Tim Heyl, the chief executive of Homeward as well as the leader of one of the top teams in the country, believes real estate brokerages should avoid “the messy middle.”

Tim Heyl

Redfin and Opendoor, which are both focused on putting the consumer at the center of the residential transaction, are at one end of the spectrum. They both run efficient business models with salaried employees.

“Redfin is this super-efficient, controlled business model and Compass is this super inefficient, uncontrolled business model that is looking to increase commissions,” said the Keller Williams team leader. “You want to beat Compass, or beat Redfin, but anything in between those two companies is the messy middle.”

“As companies, we fail if we’re in between those models,” Heyl added.

He made the remarks at a CEO Connect panel at Inman 2019 Connect, Las Vegas on Tuesday.

Heyl believes Redfin and Opendoor will resemble each other in the next five to 10 years.

Sarah Kirsch Richardson

As someone who currently runs two businesses now, with an agent team and a startup, he’s existed in that messy middle. One of the biggest mistakes he made was “building his business completely around the agent,” he said.

Companies that put the consumer at the center and fought against the traditional transaction are the ones that have gotten unlimited access to capital.

Sarah Kirsch Richardson, the CEO of Tru Realty, disagreed slightly on the differentiation between Compass and Opendoor, saying that she believes it’s SoftBank — the venture capital fund that’s heavily backed both companies — that’s trying to “control luxury from the top down.”

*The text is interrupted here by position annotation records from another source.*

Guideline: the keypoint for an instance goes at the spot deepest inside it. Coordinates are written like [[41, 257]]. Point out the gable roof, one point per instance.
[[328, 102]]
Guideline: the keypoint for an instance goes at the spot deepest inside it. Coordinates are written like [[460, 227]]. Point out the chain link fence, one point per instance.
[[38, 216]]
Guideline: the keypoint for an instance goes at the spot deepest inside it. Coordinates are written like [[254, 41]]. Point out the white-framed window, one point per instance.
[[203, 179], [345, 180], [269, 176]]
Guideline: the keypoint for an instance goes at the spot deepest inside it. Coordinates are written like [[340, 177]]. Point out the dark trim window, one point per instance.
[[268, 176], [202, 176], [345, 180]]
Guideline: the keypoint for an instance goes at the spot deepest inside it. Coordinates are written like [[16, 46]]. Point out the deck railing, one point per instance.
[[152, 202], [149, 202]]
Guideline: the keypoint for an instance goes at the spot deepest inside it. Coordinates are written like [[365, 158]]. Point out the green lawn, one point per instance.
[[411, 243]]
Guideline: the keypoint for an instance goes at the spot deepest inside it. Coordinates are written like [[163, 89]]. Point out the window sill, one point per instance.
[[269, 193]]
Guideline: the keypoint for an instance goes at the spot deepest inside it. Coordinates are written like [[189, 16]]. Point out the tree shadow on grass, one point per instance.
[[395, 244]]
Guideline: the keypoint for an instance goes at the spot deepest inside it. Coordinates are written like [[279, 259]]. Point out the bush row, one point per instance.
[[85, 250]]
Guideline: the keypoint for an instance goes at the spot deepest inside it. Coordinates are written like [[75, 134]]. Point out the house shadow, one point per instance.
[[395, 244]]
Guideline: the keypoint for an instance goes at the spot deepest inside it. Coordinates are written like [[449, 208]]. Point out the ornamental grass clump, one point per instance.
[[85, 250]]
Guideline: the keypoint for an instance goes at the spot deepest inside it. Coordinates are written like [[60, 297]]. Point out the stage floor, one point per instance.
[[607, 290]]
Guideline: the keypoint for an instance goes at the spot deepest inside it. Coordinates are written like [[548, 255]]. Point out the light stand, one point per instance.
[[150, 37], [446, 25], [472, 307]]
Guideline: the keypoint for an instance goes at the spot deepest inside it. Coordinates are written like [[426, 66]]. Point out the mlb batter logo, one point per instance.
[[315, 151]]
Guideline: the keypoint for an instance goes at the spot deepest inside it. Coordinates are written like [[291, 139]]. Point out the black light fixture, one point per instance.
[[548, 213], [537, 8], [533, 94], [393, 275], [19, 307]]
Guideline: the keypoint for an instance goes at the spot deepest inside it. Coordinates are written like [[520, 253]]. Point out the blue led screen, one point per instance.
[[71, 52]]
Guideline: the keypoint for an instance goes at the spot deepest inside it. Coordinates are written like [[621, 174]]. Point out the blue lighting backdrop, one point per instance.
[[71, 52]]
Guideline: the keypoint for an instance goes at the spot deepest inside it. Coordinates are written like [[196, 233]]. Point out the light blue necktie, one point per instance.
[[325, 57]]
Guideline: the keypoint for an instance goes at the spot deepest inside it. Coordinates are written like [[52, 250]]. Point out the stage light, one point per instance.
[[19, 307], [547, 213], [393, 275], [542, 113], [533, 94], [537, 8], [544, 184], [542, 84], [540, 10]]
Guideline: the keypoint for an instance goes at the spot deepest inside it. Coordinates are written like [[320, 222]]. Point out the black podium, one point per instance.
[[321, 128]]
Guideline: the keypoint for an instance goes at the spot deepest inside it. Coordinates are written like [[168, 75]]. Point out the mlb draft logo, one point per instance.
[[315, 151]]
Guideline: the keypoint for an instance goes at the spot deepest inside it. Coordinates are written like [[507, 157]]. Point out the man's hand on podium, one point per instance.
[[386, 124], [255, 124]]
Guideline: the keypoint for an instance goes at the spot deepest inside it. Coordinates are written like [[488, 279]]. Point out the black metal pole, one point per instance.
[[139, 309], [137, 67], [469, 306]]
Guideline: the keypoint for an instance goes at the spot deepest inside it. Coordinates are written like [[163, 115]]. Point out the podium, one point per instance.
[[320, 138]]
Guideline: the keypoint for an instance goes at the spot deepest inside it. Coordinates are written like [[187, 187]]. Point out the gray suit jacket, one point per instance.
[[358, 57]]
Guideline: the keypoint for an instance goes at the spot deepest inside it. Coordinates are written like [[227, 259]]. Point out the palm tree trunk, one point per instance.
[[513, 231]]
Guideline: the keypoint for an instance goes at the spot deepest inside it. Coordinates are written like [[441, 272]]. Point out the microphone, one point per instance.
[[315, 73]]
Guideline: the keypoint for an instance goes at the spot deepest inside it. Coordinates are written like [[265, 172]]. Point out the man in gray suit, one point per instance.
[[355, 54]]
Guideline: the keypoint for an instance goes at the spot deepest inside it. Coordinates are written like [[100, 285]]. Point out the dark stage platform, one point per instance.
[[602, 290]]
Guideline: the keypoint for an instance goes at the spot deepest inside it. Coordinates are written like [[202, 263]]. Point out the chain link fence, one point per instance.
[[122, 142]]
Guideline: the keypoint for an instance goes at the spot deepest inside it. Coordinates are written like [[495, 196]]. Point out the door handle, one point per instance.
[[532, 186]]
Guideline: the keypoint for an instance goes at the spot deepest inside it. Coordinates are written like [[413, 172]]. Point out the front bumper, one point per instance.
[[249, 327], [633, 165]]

The discussion stemmed from a panel at the invite-only CEO Connect event at Inman Connect in Las Vegas. The panel, titled, “You and The Instant Offer Movement?” focused on how agents can benefit from the iBuyer craze.

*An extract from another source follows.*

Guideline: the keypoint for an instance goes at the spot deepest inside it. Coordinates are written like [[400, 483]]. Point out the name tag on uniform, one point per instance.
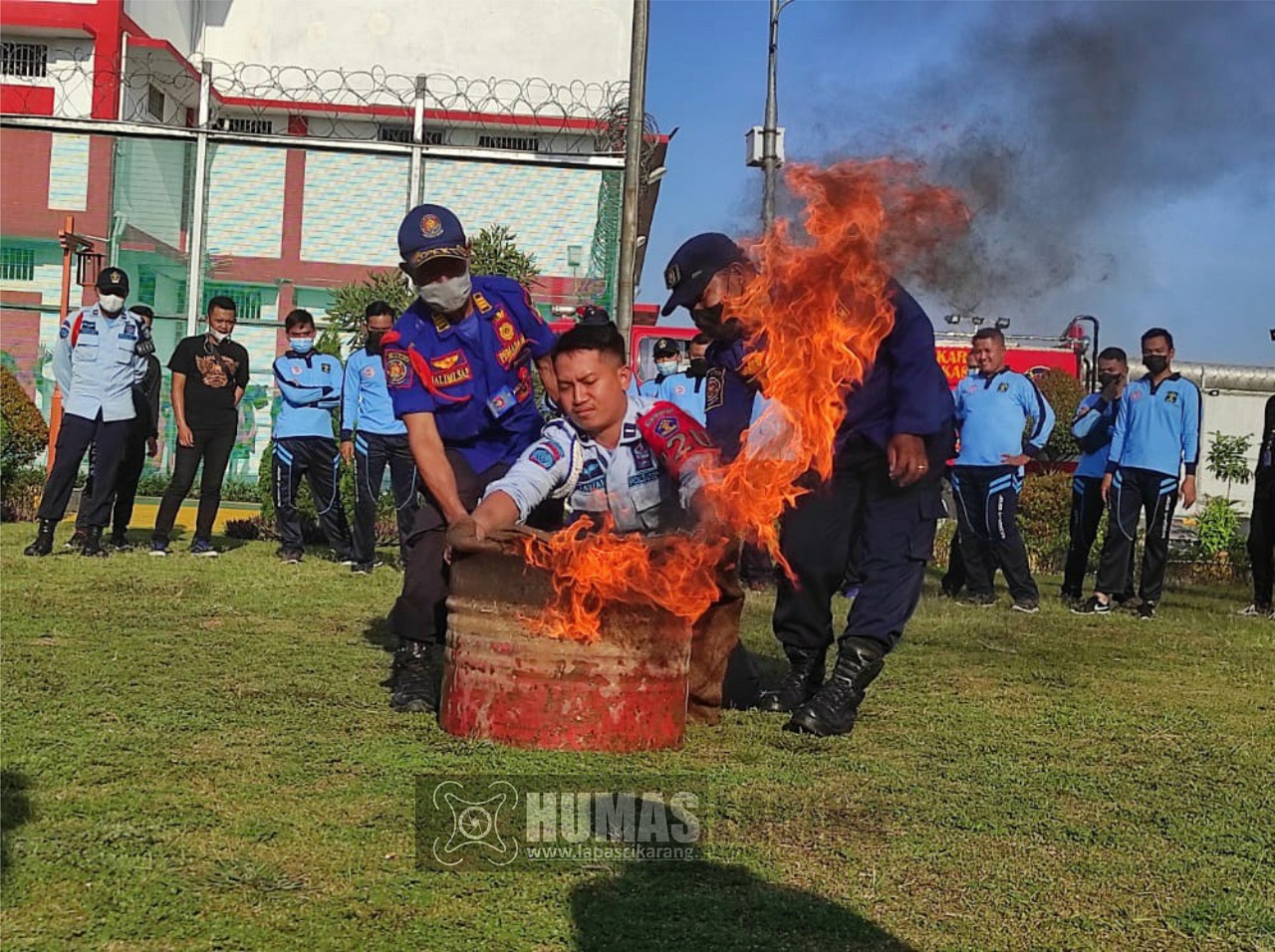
[[501, 401]]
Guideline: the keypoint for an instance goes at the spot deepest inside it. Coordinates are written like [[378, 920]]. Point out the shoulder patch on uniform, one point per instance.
[[398, 368]]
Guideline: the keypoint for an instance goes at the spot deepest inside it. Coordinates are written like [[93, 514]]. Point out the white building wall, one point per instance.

Richardson built her company in 2010, she said, to exploit the cheap property values in the Phoenix area. Phoenix has become a sort-of ground zero for the iBuyer movement. Richardson has fully embraced the iBuyer, with a call center in Chandler, Arizona, making 20,000 calls a week. She’s also made a big push toward education for agents.

Craig McClelland

“For us, it’s educating our agents on what they have to say in a listing presentation because if they’re not having a conversation with their sellers about iBuyers, or about what we can provide as a service, they’re probably going to lose the business,” Richardson said.

Craig McClelland, the vice president and chief operating officer of Better Homes and Gardens Real Estate Metro Brokers in Atlanta, is also operating in a crowded iBuyer space. His brokerage has more than 2,400 agents competing with the likes of Opendoor, Offerpad, Zillow and Knock.

“We are inundated with every iBuyer, every new program, every idea someone comes up with comes to Atlanta,” McClelland said. “We have 2,400 agents, my job was to find a way to explain, tell the story, weaponize the agents to still do business.”

“We don’t see this as a threat,” McClelland added. “We see it as an opportunity. We’re helping you through that”

One of the ways that BHGRE Metro was able to do that was through a partnership with zavvie, a tech startup that white labels an iBuyer comparison tool.

“Instead of teaching 2,500 agents how to submit an offer through an iBuyer, what we did that actually changed the game for us, was we hired [zavvie],” McClelland said. “We have one form the agents fill out. When they hit submit, it goes to a team that aggregates all the offers from all the iBuyers and it sends them back to the agent.”